Many foreigners - more than 100,000 each year, mainly transient workers, but also including new citizens and permanent residents - had been imported in the last few years as the economy had been booming and needed more workers, he said.
But Singapore is not expected to grow at the same rate, so it will not admit foreigners at the same pace, he explained.
"We permitted the surge in recent years to respond to this extraordinary opportunity. We always knew that we couldn't sustain this inflow indefinitely," he said at the Nanyang Technological University Students' Union Ministerial Forum.
He was cognisant that the large inflow of foreigners has increasingly worried Singaporeans, who fear competition for jobs and societal changes posed by the newcomers.
But he reiterated Singapore's need for both foreign transient workers and immigrants. The workers take up jobs that are unpopular with Singaporeans, making it more viable for foreign firms to run here.
The immigrants shore up falling birth rates, and make the nation more entrepreneurial.

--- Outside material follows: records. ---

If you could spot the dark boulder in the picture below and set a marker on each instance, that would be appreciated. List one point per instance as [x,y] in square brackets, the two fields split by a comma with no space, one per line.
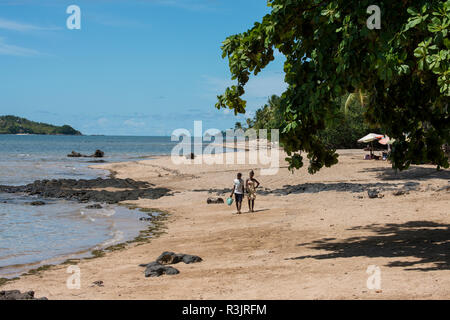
[373,194]
[37,203]
[98,154]
[173,258]
[17,295]
[214,201]
[155,269]
[94,206]
[74,154]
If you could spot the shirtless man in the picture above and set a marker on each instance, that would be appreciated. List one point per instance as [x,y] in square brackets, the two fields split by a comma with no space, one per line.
[238,191]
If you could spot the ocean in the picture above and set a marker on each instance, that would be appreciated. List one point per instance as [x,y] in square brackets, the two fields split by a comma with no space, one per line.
[34,235]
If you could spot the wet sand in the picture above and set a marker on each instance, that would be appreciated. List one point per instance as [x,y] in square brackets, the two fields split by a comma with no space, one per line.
[312,237]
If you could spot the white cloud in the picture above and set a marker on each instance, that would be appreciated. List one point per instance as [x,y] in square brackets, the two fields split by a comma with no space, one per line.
[134,123]
[22,27]
[12,50]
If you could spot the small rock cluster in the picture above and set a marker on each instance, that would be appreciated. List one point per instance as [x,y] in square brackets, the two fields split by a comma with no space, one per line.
[215,201]
[97,154]
[17,295]
[161,265]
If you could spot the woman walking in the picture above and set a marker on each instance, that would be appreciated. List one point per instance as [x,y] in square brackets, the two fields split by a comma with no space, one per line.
[251,185]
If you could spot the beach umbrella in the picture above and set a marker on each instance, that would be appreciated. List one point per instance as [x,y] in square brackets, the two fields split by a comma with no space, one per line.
[386,140]
[370,137]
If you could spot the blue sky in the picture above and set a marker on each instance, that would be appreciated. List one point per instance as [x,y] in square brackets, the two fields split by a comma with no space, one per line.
[136,67]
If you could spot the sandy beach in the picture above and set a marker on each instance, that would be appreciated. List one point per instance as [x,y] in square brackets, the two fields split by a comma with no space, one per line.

This can be seen in the case of Israel, which, despite a small population of seven million, has the most number of companies listed in the United States stock exchange after the US itself, because it took in talented immigrants, Mr Lee said.
"Over the long term, we need to bring in a continuing flow of immigrants," he added. "But we have to do it in a way which is mindful of how quickly our society can absorb and integrate the new arrivals, and to keep the tone of our society...We will adjust the inflows so that we will not dilute our national identity, or weaken our social cohesion."
He also cautioned young Singaporeans against being too relaxed and complacent, as this could lead to the nation regressing into "a relaxed, quiet kampung" again.